27 Ekim 1923’te, Fethi Bey başkanlığındaki
hükümet görevinden ayrılır. Ne yazık ki yeni hükümet bir türlü kurulamaz. Çünkü
yürürlükteki yasalar bu işi güçleştirir. Bakanların kimler olacağı konusunda farklı
sesler çıkar. Seçilen bazı kişiler, bakanlık görevini kabul etmiyordu. 28 Ekim
1923 günü geç saatlere kadar çalıştı Atatürk hükümeti kurmak için. Bir türlü
hükümet kurulamadı yine de. Bir hükümet bunalımı söz konusuydu. Bu sorunun
çözülmesi gerekirdi.
“Fırka İdare Heyeti dahi kabule
değer ve kati bir aday listesi tertip edememektedir. İdare Heyeti üyelerine,
icap edenlerle daha ziyade fikir alışverişinde bulunarak kati bir liste tespit
etmelerini tavsiye ettikten sonra yanlarından ayrıldım. Gece olmuştu. Çankaya’ya
gitmek üzere Meclis binasını terk ederken, koridorlarda beni beklemekte olan
Kemalettin Sami ve Halit Paşalara tesadüf ettim. Ali Fuat Paşa Ankara’dan
hareket ederken bunların Ankara’ya vardıklarını o günkü gazetede ‘bir uğurlama
ve bir karşılama’ başlığı altında okumuştum. Henüz kendileriyle görüşmemiştim.

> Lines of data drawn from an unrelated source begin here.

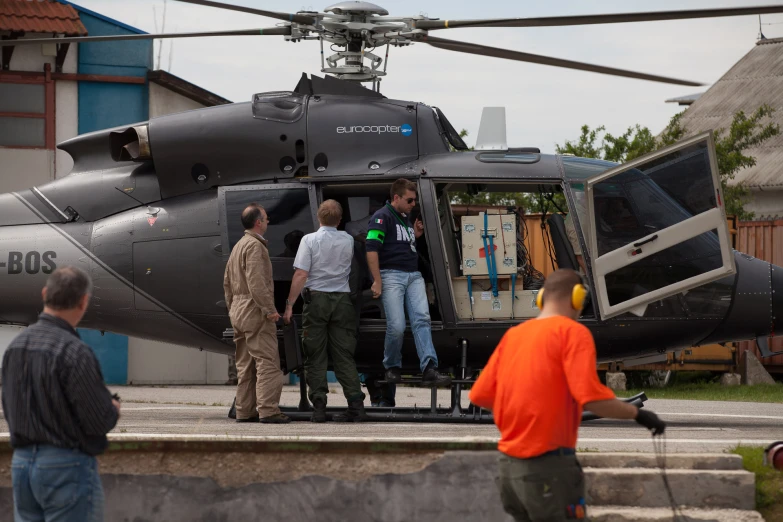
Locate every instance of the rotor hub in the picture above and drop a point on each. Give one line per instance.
(354, 30)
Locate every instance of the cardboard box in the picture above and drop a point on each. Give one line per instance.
(503, 229)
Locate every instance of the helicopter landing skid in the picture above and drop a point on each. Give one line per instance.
(434, 414)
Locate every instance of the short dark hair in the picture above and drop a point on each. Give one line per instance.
(400, 186)
(330, 213)
(66, 287)
(250, 215)
(560, 284)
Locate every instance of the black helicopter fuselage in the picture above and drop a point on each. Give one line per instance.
(150, 211)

Benimle görüşmek için geç vakte kadar orada beklediklerini anlayınca, akşam
yemeğine gelmelerini Müdafaai Milliye Vekili Kazım Paşa vasıtasıyla tebliğ
ettim. İsmet Paşa ile Kazım Paşa’ya [Özalp-AH] ve Fethi Bey’e de Çankaya’ya
benimle beraber gelmelerini söyledim. Çankaya’ya gittiğim zaman, orada beni
görmek üzere gelmiş Rize Mebusu Fuat, Afyon Karahisar Mebusu Ruşen Eşref
Beylere tesadüf ettim. Onları da yemeğe alıkoydum.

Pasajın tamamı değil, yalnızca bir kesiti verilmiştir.